Security Council 'concerned' about threat from North Korea missiles
The UN Security Council on Wednesday gathered behind closed doors for an emergency meeting about North Korea's latest ballistic missile test which member states consider a "major threat," the French ambassador said.
In the past, such meetings -- this one called by Estonia and France -- have often resulted in a joint statement by European members of the Security Council.
But France's ambassador to the UN, Nicolas de Riviere, said there was consensus among the group.
"We all condemned what happened, the tests," he said. "Everyone is very concerned about this situation," de Riviere told several journalists after the 45-minute meeting.
"This is a major threat to peace and security, it's a clear violation of the Council's resolutions," he added, saying that the missiles had fallen "within Japan's exclusive economic zone."
"Of course we need a political dialogue, a political solution, but the precondition is compliance (by) the DPRK with UN Security Council resolutions," de Riviere said, using an acronym for North Korea.
"It's a threat to the non-proliferation regime, it's a threat to the world, it's a threat to the neighbors of DPRK: South Korea, Japan," he said.
He added that no joint draft statement was expected to come from the Security Council.
"We fully understand the concerns in this region and we urge DPRK to compliance and resumption of talks."

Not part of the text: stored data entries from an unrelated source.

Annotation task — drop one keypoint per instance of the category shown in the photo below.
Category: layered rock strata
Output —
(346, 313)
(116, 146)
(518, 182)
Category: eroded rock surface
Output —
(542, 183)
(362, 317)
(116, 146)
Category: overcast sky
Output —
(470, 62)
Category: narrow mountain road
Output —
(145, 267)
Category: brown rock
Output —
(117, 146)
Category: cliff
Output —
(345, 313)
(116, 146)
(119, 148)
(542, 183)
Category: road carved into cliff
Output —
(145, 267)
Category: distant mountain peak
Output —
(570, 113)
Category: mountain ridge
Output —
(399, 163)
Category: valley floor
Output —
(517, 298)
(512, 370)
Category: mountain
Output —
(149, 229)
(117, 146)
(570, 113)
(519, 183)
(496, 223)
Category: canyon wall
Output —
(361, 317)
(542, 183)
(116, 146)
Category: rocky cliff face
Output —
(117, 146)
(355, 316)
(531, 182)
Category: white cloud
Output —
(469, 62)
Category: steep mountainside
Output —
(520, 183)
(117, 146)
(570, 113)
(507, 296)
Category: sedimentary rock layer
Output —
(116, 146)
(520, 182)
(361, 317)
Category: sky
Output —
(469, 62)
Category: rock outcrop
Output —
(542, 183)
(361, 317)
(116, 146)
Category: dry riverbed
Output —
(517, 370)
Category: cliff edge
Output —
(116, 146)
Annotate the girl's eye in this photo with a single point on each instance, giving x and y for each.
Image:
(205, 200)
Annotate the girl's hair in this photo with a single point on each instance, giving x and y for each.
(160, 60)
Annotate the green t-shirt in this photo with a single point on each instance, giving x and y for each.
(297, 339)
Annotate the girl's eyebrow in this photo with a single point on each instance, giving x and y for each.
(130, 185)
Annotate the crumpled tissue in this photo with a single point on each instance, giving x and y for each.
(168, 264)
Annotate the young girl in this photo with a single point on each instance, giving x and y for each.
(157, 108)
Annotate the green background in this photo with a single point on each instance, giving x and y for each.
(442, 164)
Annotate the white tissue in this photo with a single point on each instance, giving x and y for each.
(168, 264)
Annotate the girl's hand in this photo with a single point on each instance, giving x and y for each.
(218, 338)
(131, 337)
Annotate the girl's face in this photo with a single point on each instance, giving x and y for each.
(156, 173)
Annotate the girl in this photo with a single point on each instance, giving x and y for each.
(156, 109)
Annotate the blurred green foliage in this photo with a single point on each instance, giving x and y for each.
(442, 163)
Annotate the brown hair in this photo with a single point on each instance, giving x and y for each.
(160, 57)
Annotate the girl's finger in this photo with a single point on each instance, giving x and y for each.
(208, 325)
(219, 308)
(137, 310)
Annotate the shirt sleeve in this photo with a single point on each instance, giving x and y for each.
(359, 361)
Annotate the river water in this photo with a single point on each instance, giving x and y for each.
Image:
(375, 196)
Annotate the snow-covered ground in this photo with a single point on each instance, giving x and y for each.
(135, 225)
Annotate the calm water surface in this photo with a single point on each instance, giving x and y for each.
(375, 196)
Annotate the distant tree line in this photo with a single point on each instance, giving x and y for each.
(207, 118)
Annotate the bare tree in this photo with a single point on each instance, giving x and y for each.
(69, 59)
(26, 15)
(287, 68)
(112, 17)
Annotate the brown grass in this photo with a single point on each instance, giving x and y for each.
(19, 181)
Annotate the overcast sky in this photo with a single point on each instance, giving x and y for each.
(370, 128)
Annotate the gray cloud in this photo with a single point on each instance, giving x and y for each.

In a statement from London, the British Foreign Office meanwhile condemned the test as a "clear violation" of Security Council resolutions and a "threat to regional peace and security," as the United States has also done.
"We urge North Korea to refrain from further provocations, and to return to dialogue with the US," the British statement said.
Earlier Wednesday, South Korea fired a submarine ballistic missile and North Korea again fired two ballistic missiles into the sea, in what seems to have become an arms race between two countries still technically at war.
That is in contrast to North Korea, which has faced a series of heavy economic sanctions, especially since 2017, as the international community seeks to limit the North's ballistic and nuclear weapons programs.